Markus Guhe · shakuhachi

Name. The shakuhachi is named after its length: In traditional Japanese units it is 1 shaku 8 (hachi) sun – 54.5 centimetres. These 1.8 flutes have a pitch of D, but other lengths are used as well, most commonly ranging from 1.6 to 3.4.

Material. Traditionally, shakuhachi are made from thick-walled madake bamboo but other kinds of bamboo as well as wood or plastic are used for beginners' instruments. Most contemporary shakuhachi have Japanese lacquer (urushi) applied to the inside of the bamboo (ji-ari) although there is a renewed interest in flutes with natural linings (ji-nashi), which produce a softer, ‘more natural’ timbre.

Meditation tool. During the Edo period the Japanese government decreed that only mendicant Zen monks (komuso) were allowed to play shakuhachi. The komuso use the shakuhachi as a meditation or religious tool (hokki) rather than as a musical instrument (gakki).

Repertoire. Because the komuso monks held the monopoly for playing shakuhachi for such a long time, they established the core repertoire, called honkyoku (‘true’ or ‘original’ pieces). However, despite the komuso monopoly, shakuhachi has always been used for other musical genres like min'yo (Japanese folk music) or sankyoku (in combination with koto, shamisen and voice).
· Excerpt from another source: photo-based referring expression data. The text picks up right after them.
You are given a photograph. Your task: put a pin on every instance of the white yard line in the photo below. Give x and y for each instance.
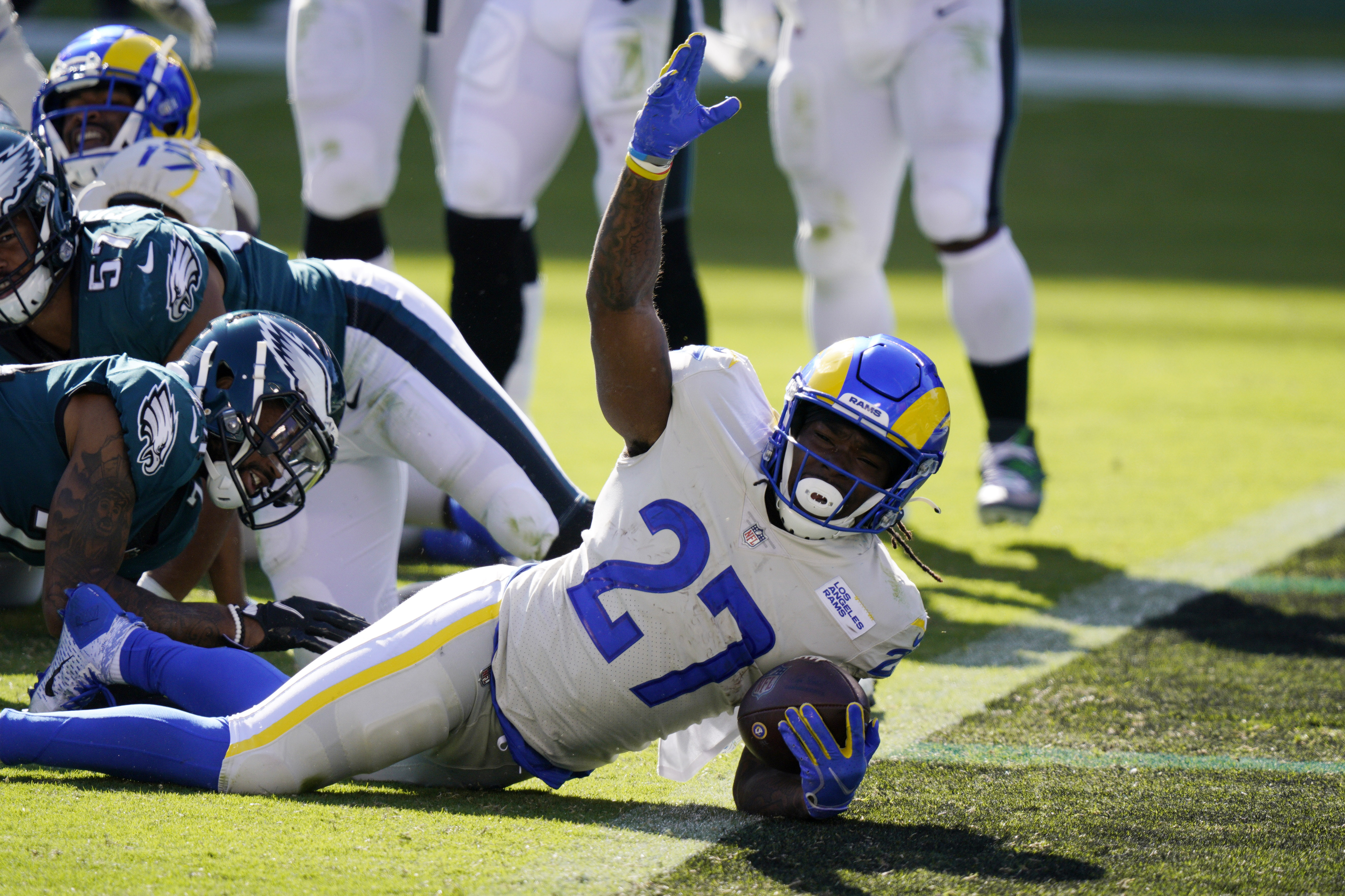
(923, 697)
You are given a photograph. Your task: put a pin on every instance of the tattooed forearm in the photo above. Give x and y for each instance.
(767, 792)
(87, 539)
(89, 523)
(630, 246)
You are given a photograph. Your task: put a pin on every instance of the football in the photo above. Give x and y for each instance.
(808, 680)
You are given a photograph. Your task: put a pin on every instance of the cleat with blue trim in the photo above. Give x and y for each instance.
(1011, 481)
(89, 653)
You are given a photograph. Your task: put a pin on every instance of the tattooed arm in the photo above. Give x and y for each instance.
(767, 792)
(91, 521)
(630, 348)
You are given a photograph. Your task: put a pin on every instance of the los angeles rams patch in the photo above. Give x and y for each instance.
(845, 607)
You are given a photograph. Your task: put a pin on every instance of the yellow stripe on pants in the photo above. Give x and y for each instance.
(357, 681)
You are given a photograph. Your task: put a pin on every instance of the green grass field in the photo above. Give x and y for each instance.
(1187, 377)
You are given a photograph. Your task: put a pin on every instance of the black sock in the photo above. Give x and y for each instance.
(357, 237)
(677, 295)
(1004, 393)
(487, 301)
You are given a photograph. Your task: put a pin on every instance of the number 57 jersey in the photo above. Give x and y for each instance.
(684, 594)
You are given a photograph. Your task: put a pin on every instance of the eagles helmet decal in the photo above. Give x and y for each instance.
(36, 205)
(890, 389)
(182, 279)
(157, 424)
(19, 166)
(272, 399)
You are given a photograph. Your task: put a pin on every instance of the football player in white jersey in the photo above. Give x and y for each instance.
(724, 544)
(529, 70)
(863, 92)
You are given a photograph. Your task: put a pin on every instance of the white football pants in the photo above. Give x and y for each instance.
(408, 684)
(525, 74)
(407, 405)
(354, 68)
(21, 73)
(863, 91)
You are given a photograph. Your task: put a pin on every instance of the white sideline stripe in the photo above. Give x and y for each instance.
(1062, 74)
(993, 755)
(925, 697)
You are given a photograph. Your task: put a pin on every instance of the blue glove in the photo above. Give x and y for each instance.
(831, 775)
(673, 116)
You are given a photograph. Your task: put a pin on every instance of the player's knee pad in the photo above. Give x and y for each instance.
(991, 299)
(950, 212)
(520, 520)
(348, 167)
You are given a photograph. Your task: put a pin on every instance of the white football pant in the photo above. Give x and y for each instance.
(863, 91)
(21, 73)
(354, 68)
(409, 683)
(399, 411)
(528, 70)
Since the end of the komuso monopoly in the mid-19th century the shakuhachi has been used in all musical genres, ranging from shinkyoku (new pieces) to Pop, Jazz and Classic.
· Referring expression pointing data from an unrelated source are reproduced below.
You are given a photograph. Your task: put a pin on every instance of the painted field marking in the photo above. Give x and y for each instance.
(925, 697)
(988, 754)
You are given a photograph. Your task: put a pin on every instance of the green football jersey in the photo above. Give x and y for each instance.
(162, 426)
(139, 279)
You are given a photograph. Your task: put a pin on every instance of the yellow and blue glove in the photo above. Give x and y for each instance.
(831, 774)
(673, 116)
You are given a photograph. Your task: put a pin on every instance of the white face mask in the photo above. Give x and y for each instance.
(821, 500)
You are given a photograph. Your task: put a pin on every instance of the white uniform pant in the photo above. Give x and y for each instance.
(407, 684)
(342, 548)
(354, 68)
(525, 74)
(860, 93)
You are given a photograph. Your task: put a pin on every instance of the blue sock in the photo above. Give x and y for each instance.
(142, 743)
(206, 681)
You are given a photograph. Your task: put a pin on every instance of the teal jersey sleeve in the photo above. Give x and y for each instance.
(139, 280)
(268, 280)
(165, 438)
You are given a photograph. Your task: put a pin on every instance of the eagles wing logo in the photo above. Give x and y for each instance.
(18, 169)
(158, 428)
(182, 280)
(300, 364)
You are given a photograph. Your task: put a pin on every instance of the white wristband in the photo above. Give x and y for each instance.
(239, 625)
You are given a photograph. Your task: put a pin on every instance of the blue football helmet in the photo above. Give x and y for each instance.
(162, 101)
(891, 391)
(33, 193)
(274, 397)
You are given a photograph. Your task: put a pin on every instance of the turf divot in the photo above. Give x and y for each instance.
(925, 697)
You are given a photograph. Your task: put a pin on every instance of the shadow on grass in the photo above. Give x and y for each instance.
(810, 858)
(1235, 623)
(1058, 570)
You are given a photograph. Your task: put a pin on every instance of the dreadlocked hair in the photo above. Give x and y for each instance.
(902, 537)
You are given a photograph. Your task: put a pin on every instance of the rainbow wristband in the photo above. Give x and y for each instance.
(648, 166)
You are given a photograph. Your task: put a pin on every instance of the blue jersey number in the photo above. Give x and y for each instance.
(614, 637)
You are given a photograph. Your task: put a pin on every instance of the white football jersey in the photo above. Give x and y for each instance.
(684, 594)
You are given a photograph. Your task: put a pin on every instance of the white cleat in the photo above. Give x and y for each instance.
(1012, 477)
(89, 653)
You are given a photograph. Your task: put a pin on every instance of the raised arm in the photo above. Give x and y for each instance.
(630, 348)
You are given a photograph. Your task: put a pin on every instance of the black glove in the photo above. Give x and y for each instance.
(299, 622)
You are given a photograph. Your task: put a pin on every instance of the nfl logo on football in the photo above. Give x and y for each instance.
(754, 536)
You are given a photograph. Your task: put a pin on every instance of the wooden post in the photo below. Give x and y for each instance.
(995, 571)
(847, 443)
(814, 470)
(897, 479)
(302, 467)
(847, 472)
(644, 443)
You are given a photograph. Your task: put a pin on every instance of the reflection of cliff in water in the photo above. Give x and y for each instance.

Technique. Because it has only 5 finger holes, the shakuhachi has a pentatonic scale, but through the meri–kari system (partial hole closing, head movements and subtle changes in embouchure), any frequency, including a chromatic 12-tone scale up to 3 octaves, can be produced.

Learning. Many different techniques and nuances are needed to play shakuhachi. These essential elements are neither notated nor can they be learnt without one-to-one instruction from a qualified teacher. While learning without guidance is possible up to a point, it is slow and difficult, leading to most students giving up after a short while.